Abbott Handerson Thayer.jpg (38539 bytes)

ABBOTT HANDERSON THAYER 1849-1921
Meditation, 1903

Oil on canvas, 24
x 19" (60.96 x 48.26 cm.)
Signed, upper right
Museum purchase, 922-0-107


Painted in the twilight of his career, Meditation epitomized Abbott Thayer's search for moral truth, which he believed could be divined through the earnest contemplation of a beautiful female. Thayer, from a prominent New England family, studied art in Boston, and, in the early 1870s, painted animal portraits in Brooklyn, New York. From 1876 to 1878 he traveled abroad, before enrolling in Jean-Leon Gerome's atelier. Thayer and his young wife, Kate, maintained a Right-Bank apartment, keeping away from the Latin Quarter bohemian haunts frequented by other painting students. After some critical success in the early 1880s, Thayer returned to America a more confident and cosmopolitan artist with European sensibilities that marked his portraits of New England women done during the rest of the decade.
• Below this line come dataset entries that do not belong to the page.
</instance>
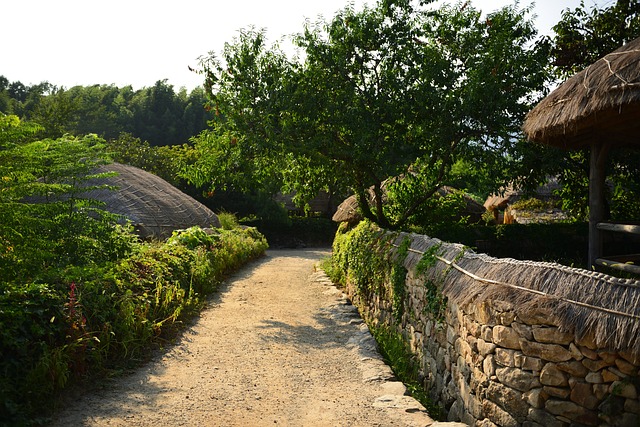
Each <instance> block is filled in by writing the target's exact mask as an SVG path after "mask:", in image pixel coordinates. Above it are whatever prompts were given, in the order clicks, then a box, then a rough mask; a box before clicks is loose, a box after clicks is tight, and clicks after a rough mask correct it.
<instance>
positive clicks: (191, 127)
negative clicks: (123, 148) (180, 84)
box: [0, 76, 210, 146]
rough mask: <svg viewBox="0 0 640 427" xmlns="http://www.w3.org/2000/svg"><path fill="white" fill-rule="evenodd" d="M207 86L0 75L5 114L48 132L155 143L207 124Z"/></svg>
mask: <svg viewBox="0 0 640 427" xmlns="http://www.w3.org/2000/svg"><path fill="white" fill-rule="evenodd" d="M205 102H206V99H205V95H204V91H203V89H202V88H196V89H194V90H193V91H191V93H189V94H187V92H186V90H184V89H182V90H180V91H178V92H176V91H174V89H173V86H172V85H169V84H167V82H166V80H159V81H157V82H156V83H155V84H154V85H153V86H151V87H145V88H142V89H140V90H136V91H134V90H133V89H132V88H131V86H125V87H122V88H118V87H115V86H113V85H92V86H74V87H72V88H70V89H65V88H63V87H57V86H55V85H52V84H50V83H48V82H42V83H39V84H37V85H33V86H25V85H23V84H22V83H20V82H12V83H10V82H9V81H8V80H7V79H6V78H5V77H3V76H0V114H2V113H4V114H14V115H17V116H19V117H20V118H22V119H26V120H29V121H31V122H34V123H38V124H39V125H41V126H42V127H43V128H44V132H45V133H44V136H46V137H49V138H59V137H61V136H63V135H64V134H67V133H69V134H73V135H84V134H88V133H95V134H97V135H100V136H101V137H103V138H105V139H108V140H111V139H116V138H118V135H120V134H121V133H123V132H127V133H130V134H132V135H134V137H136V138H140V139H142V140H143V141H149V142H150V144H151V145H152V146H165V145H180V144H185V143H187V142H188V141H189V138H191V137H192V136H194V135H197V134H198V133H200V131H202V130H203V129H205V128H206V125H207V120H208V119H209V116H210V113H208V112H207V111H206V110H205V108H204V104H205Z"/></svg>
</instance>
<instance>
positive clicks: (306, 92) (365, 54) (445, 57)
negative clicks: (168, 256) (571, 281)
mask: <svg viewBox="0 0 640 427" xmlns="http://www.w3.org/2000/svg"><path fill="white" fill-rule="evenodd" d="M526 13H527V10H518V9H517V8H516V7H515V6H513V7H506V8H503V9H501V10H499V11H497V12H495V13H493V14H491V15H489V16H488V17H487V18H483V17H482V15H481V13H480V11H478V10H476V9H474V8H473V7H471V6H470V5H468V4H465V5H464V6H463V7H459V6H456V7H452V6H443V7H441V8H440V9H437V10H430V9H426V8H420V7H413V6H412V5H411V2H410V1H383V2H380V3H379V4H378V5H376V6H375V7H374V8H372V9H369V8H367V7H365V8H364V9H363V10H362V11H355V10H353V9H350V8H347V9H344V10H342V11H340V12H338V13H337V14H336V16H335V17H334V18H333V20H331V22H328V23H327V22H322V23H319V24H317V25H311V24H307V25H306V27H305V29H304V31H303V33H302V34H300V35H298V36H297V38H296V43H297V45H298V46H299V47H300V48H301V49H302V53H303V58H304V60H300V61H296V60H295V59H294V60H288V59H287V58H286V56H285V55H283V54H282V52H280V51H279V50H278V49H277V47H273V48H271V49H268V48H266V46H265V41H264V34H263V33H261V32H255V31H248V32H244V33H242V34H241V36H240V38H238V39H236V40H235V43H234V44H228V45H226V47H225V51H224V53H223V61H218V60H217V59H216V58H215V57H213V56H212V57H209V58H205V59H204V60H203V62H202V64H201V65H202V70H201V72H202V73H203V74H204V75H205V77H206V84H205V89H206V90H207V91H208V94H209V96H210V97H211V102H210V108H211V109H212V110H213V111H215V114H216V116H215V118H214V120H213V125H212V129H211V130H209V131H208V132H206V133H204V134H203V135H202V136H201V137H200V138H198V139H196V146H197V147H198V146H199V145H202V143H203V141H206V142H205V145H206V147H207V149H206V150H201V155H202V159H201V161H200V163H199V165H198V166H200V167H199V168H197V167H196V168H195V169H194V170H192V176H194V175H197V176H198V177H199V178H200V179H199V182H204V181H205V179H204V178H205V177H208V179H210V180H211V181H212V182H213V183H214V186H215V185H216V184H217V183H218V182H219V181H220V176H225V177H227V176H231V177H233V176H234V175H232V174H229V172H230V171H234V170H235V171H240V170H242V169H245V170H247V169H252V170H254V171H255V170H256V169H258V168H257V167H256V166H262V165H268V166H270V167H272V169H270V170H272V171H273V172H271V173H270V175H269V179H268V180H267V179H262V178H264V177H262V178H261V179H262V180H261V181H259V182H260V185H263V186H264V185H265V183H266V182H270V183H273V182H276V181H278V180H280V182H282V181H284V182H285V184H284V186H285V187H288V188H291V189H293V190H296V191H302V192H303V193H304V194H310V193H312V192H309V193H307V192H306V191H305V189H306V188H309V187H313V188H314V189H318V188H322V187H325V188H326V187H328V186H329V185H330V183H336V182H340V183H343V184H345V185H346V186H347V187H348V188H350V189H351V190H352V191H353V192H354V193H355V194H356V195H357V196H358V199H359V204H360V208H361V210H362V211H363V213H364V215H365V216H366V217H369V218H371V219H373V220H374V221H376V222H378V223H379V224H381V225H383V226H386V227H400V226H402V225H403V224H405V223H406V222H407V221H409V220H410V219H411V217H412V215H414V214H415V213H416V212H417V211H418V210H419V207H420V206H421V204H423V203H424V202H425V201H426V200H428V199H429V198H431V197H432V196H434V195H435V194H436V192H437V190H438V189H439V188H440V187H441V186H442V185H443V184H444V183H445V182H446V181H447V179H448V176H449V173H450V171H451V168H452V166H453V164H455V163H456V162H457V161H458V160H460V159H467V160H469V161H470V162H472V163H478V162H482V163H484V164H486V165H494V167H493V168H491V173H492V175H493V176H492V178H493V179H494V180H500V179H502V178H504V176H503V172H504V168H505V167H506V165H507V164H508V162H509V161H511V160H516V159H517V158H518V153H517V152H516V144H515V140H516V139H517V137H518V135H519V133H520V131H519V127H520V124H521V122H522V119H523V116H524V114H525V112H526V111H527V110H528V109H529V106H530V104H531V103H532V102H533V101H534V99H535V96H536V95H535V94H536V93H540V92H541V91H542V88H543V83H544V82H545V80H546V77H547V75H546V69H545V67H543V66H541V65H540V64H544V63H545V62H546V59H547V53H548V52H547V49H546V45H545V44H534V40H535V35H536V32H535V29H534V27H533V25H532V24H531V22H530V21H527V20H526V19H525V15H526ZM212 140H215V141H218V142H217V143H216V144H211V141H212ZM207 144H208V145H207ZM223 159H224V160H225V161H221V160H223ZM295 164H301V165H304V168H297V169H296V168H295V167H292V166H291V165H295ZM296 170H297V171H298V172H297V173H294V171H296ZM285 171H286V172H285ZM258 174H265V172H264V171H260V172H258ZM243 176H244V174H243ZM254 176H255V173H254ZM398 176H404V179H402V180H395V181H388V179H389V178H391V177H398ZM310 179H311V180H312V181H310ZM385 181H386V182H387V183H388V185H387V190H386V195H383V189H382V184H383V182H385ZM234 182H235V181H234ZM369 188H372V189H373V193H374V195H375V197H373V198H372V199H370V197H369V195H368V194H369V193H368V189H369ZM385 198H386V202H385V203H383V200H385ZM370 201H373V203H371V204H370Z"/></svg>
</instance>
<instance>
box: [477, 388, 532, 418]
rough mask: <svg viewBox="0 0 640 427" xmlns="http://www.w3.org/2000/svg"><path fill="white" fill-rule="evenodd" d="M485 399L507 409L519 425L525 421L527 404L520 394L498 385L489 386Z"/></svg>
mask: <svg viewBox="0 0 640 427" xmlns="http://www.w3.org/2000/svg"><path fill="white" fill-rule="evenodd" d="M487 399H489V400H491V401H492V402H493V403H495V404H496V405H498V406H500V408H502V409H505V408H508V409H509V413H510V414H511V415H512V416H513V417H514V418H515V419H516V420H518V422H520V423H521V422H523V421H524V420H525V419H526V417H527V414H528V412H529V404H528V403H527V401H526V399H525V398H524V397H523V395H522V393H521V392H519V391H516V390H514V389H512V388H511V387H507V386H505V385H502V384H500V383H496V382H491V383H490V384H489V387H487Z"/></svg>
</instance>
Gratified by the patronage of Albert Freer, Thayer, weary of commissioned portraits, was now free to paint what he called "expressions." His first major example, Angel (1888, The National Museum of American Art), excited reviewers when it was shown at the 1889 Universal Exposition in Paris. Throughout the 1890s and into the early years of the twentieth century, Thayer produced a succession of idealized angels, goddesses, and madonnas, painted for reasons psychological and historical. His search for feminine innocence may have been a way of shutting the door on tragic memories in his life. Two of his young sons died in 1886, and his first wife, Kate, never recovered from a clinical case of melancholy.3 Thayer was also among many artists and writers who were beginning to feel that America of the Gilded Age was deficient in beauty, breeding, and morality. Thus, he attached his art to the new Cult of the Virgin, which social historians say offered refuge for sensitive souls from the crass, business culture of
post-Civil War America. George deForest Brush, Kenyon Cox, Thomas Dewing, and Augustus Saint Gaudens joined Thayer in nurturing the concept of the ennobled female, a symbol of the moral purity needed to ward off the distressing realities of a money-crazed age.
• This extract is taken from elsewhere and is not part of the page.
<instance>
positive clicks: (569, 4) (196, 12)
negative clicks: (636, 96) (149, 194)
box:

While Thayer shared these general biases, his own symbolic art was not identical to Cox's Virgilian tableaus or to Dewing's green, gauzy dreams. In Meditation, Thayer eliminates all allegorical prop swings, halos, etc.-as well as the Arcadian setting, concentrating instead on extracting the ideal from the concrete. Partly aided by photographs, he carefully delineated the individual facial features of his favorite model, Bessie Price, who posed for a number of his allegorical or symbolic works. Her stern expression and severe frontal stance creates a watchful atmosphere, while the restricted palette tuned to the chocolate brown dress demonstrates Thayer's respect for the portraits of Titian and Diego Velazquez. This personified female is, in effect, an icon; by prolonged contemplation we can be led to believe, as Thayer did, that she is touched with grace. The specific features of her face gradually release noble moral truth, evoking a quiet strain of "pleasurable melancholy."
Thayer was living in semi-seclusion in Dublin, New Hampshire when he painted Meditation. He had been an active member of the progressive Boston art colony and had been invited to join The Ten. But Symbolist art, so much in favor during the fin de siecle, lost almost all its following after 1910, and Thayer's reputation entered a period of steady decline, despite the fact that he then began painting some of the most abstract landscapes seen in America.